The principles of stoicism, in particular, on which CBT is based, will help you go far in dealing with negative events and emotions even if you don’t go to therapy. Discipline in actions and emotions is the key to a life well lived, even though the word raises the specter of a boring and difficult life at best and patriarchal domination at worst. But, using kid gloves on ourselves and others is ultimately bad for our psyches and we’d be better served holding ourselves to higher standards and taking responsibility for our feelings rather than blaming others for our misery. None of these changes were easy to make, but I’m alive and live life to the fullest because of them.
Note: I’m not doing this for money but to share ideas with others to live a life of contentment. If this resonates, please do share it with anyone who might find it useful.

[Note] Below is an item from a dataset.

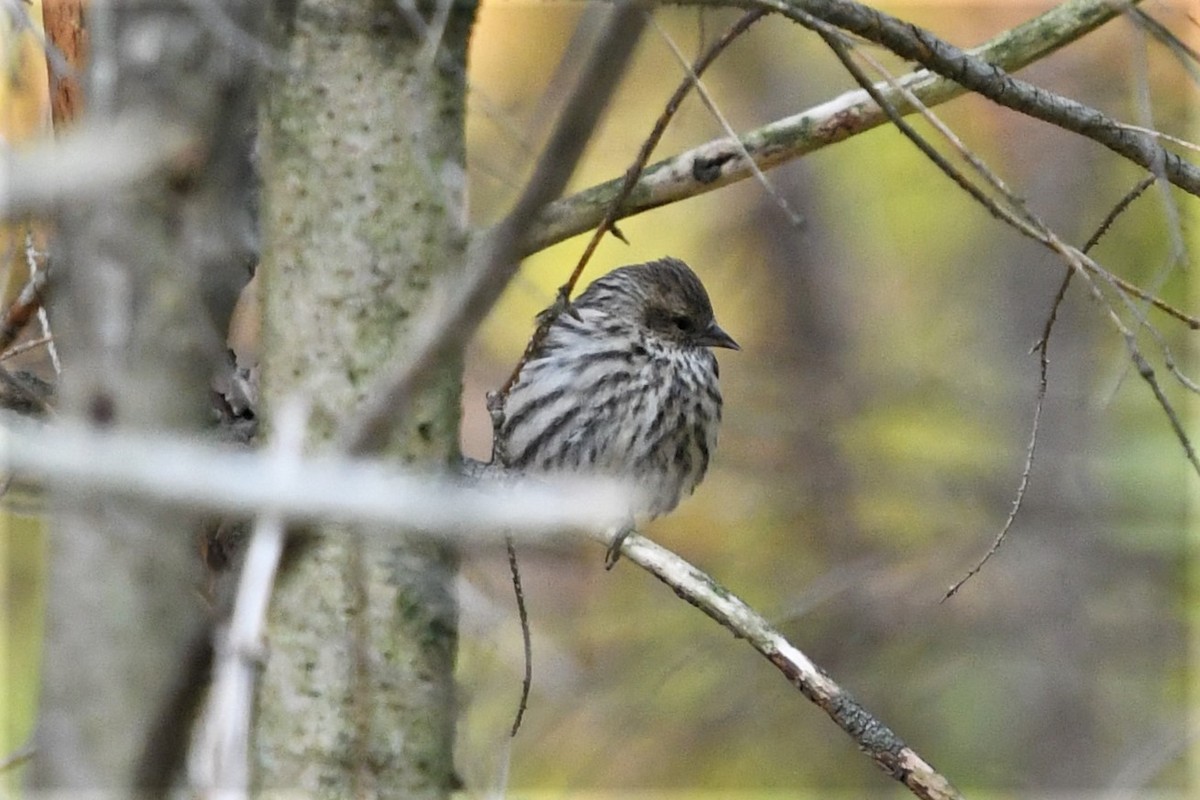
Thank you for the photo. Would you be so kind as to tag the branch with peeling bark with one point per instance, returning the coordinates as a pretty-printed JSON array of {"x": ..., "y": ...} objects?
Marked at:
[{"x": 721, "y": 162}]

I love that you mention temperance and wonder if it isn't time to dust the term off. For the longest time it meant abstaining from alcohol but also moderation or self-restraint. There is such wisdom in Stoicism. I'm curious if generally speaking women can benefit from it more than men in modern culture. As a male social worker I see so many men flock to it on YouTube as a way to suppress their emotions and it rarely ends well for them. On the surface it overlaps nicely with what some call toxic masculinity and leads them down a rule bound path with less moderation. Its hard to explain to those guys that it takes discipline to endure painful feelings without complaint. It is actually more stoic for them to feel more deeply but not be led by the emotions.
Excellent piece! Don’t know if you’ve read Jordan Peterson - he’s been so helpful to young men who are so badly lost in our culture too. He’s all about discipline.